Ever since I first heard them I’ve been a big, big Good Shoes fan. The first song I heard was the demo version of ‘We Are Not The Same’ and I was immediately struck by the odd spiky guitars, slowly entwining instrumentation and just plain strange vocals I was presented with. As I collected more and more early recordings of the band, I became steadily more and more obsessed. I hoovered up facts, reviews of gigs and whatever else I could find in magazines – I even wrote their first Wikipedia page for fuck’s sake (under the name OnionHeadHat fact-checkers!). I was addicted. I think it had something to do with them being the first ‘underground’ band that felt like they were mine – no friend, magazine or other influence had told me to listen, I just heard them and that was it, they were ‘my band’ to introduce to others and rave about. I got my face onto the 7″ sleeve of their single, ‘Photos On My Wall’ and became stupidly excited by it. Think Before You Speak came out, I listened to it intently and loved it intensely – it took the old demos and added new layers and more complex arrangements. I saw them live for the first time soon after (it was brilliant in case you can’t guess what I thought about it). After this ever-increasing love affair, it took a long time for news of a new album to appear. Then a band member was replaced. I was filled with trepidation that a second album might not even appear.
However, come the end of last year we were treated to ‘The Way My Heart Beats’. Then, positive news of the next outing for my favourite Morden boys, No Hope, No Future was confirmed. I was all excited again, just like the first time. It got to January 11th and I was told that the album was exclusively available in indie record shops a full two weeks before the official release – needless to say I rushed out and snapped up my copy that afternoon. I listened to it as soon as I could. I’m not going to lie, I was disappointed. It actually lowered my mood for the day, I complained to my girlfriend and I didn’t listen to it again for a few days. Something didn’t seem quite right, it didn’t have the same feeling as the first album, and Rhys’ usually witty and urbane lyrics felt oddly self-serving and (gulp) simplistic. However, I couldn’t just let this band I’ve loved so much go without another try, so yesterday I gave it another go.
I don’t know what changed, but it was a different experience altogether. Each song sounded like an improved version of the ones I heard the first time I listened – I noticed the increased focus on the brilliant guitar work of Rhys and Steve, the far deeper sound of the album as a whole and it all started to fit together. This isn’t what I expected from that band I’d known so well, but that’s not the point, there’s a new member, a new subjective focus and with all this change there was bound to be a different feel to it all. The album opens with ‘The Way My Heart Beats’, a sucker punch of driven energy, faster than anything the band have produced before, and then shifts gear dramatically to give us ‘Everything You Do’, a gloomy affair, much slower than anything they’ve released too. It’s a bold statement of intent – this will not be a consistent followthrough from the last album, it’s going to switch things up.
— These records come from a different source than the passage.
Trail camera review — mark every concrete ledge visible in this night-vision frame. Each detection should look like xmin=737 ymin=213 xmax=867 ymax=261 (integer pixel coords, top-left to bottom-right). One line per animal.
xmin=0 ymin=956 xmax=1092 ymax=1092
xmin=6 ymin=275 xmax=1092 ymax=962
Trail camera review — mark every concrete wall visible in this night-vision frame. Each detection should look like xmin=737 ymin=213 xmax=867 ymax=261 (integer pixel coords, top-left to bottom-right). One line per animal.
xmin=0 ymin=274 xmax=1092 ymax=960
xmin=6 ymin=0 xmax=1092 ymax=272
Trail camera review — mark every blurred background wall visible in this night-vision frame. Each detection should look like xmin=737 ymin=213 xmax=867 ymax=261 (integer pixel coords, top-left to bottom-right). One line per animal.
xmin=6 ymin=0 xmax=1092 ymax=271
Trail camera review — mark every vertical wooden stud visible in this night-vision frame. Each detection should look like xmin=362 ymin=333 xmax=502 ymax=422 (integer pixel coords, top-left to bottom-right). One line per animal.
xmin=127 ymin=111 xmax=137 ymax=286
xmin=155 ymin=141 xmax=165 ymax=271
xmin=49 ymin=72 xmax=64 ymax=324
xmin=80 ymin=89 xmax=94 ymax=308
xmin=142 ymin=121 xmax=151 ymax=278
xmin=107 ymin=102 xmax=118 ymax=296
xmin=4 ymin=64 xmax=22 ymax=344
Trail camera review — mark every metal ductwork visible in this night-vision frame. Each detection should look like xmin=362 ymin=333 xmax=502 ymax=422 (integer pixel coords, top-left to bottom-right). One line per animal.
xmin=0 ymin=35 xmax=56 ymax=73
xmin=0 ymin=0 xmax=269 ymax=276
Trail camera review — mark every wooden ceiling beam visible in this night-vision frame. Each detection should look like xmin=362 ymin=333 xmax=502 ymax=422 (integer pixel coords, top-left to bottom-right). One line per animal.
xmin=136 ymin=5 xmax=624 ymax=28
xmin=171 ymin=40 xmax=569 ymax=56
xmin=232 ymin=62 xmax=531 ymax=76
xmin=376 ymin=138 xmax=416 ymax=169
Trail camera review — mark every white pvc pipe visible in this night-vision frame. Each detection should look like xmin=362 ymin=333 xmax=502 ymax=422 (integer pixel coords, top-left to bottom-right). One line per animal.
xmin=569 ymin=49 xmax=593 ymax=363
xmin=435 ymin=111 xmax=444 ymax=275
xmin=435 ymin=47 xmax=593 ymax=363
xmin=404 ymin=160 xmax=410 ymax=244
It doesn’t make for a terribly cohesive listening experience, but it’s one that constantly surprises. The best three songs on the album arrive slap-bang in the middle of the album in the form of ‘Do You Remember’ (the song that best recalls the first album and then gives way to a largely instrumental outro full of new ideas), ‘Our Loving Mother In A Pink Diamond’ (the song that sounds least like the first album, powered along by Tom Jones’ drums and an almost proggy guitar pattern) and ‘Times Change’ (which is all about Rhys’ yelping vocals careering about in the verses before controlling itself to tell us that ‘Times change/So have you’). It’s this refusal to stick to one style (which they might have been criticised for doing before) that characterises No Hope, No Future; before the record’s done we have some arty, high-register guitar squeals on ‘Then She Walks By’ that Foals would be proud of and ‘City By The Sea’ closes it all up with something approaching a beautiful lament, as Rhys yearns for ‘a little more time/To feel your heartbeat close to mine’ as slowly tumbling guitar echoes around in lovely fashion.
Now don’t consider this a complete turnaround on my part, I’m still a little fazed by some of the lyrical content (‘I know/I know/I know/Oh no’ isn’t the greatest foundation for a chorus) as well as the gimmicky feeling of lyrical connections between songs (a little too ‘concepty’ for this album, I think) and the strange flow of the album doesn’t seem to sit quite right, but my initial impressions were definitely wrong. This is an exciting, changeable album from a band that offer something consistently different from the usual indie and art-pop crowd, even if their sound isn’t entirely consistent itself. What we have here is an experimental album that isn’t about messing around within songs, rather with them. Each song offers different ideas within the framework of Good Shoes’ usual jagged guitar work and biting look at British culture, and the results are by no means perfect, but definitely very good.
That’s all I could ever have wished for, a very good album from one of my favourite bands, and guess what? With every listen that familiar feeling of ‘my band’ is coming back to me all over again.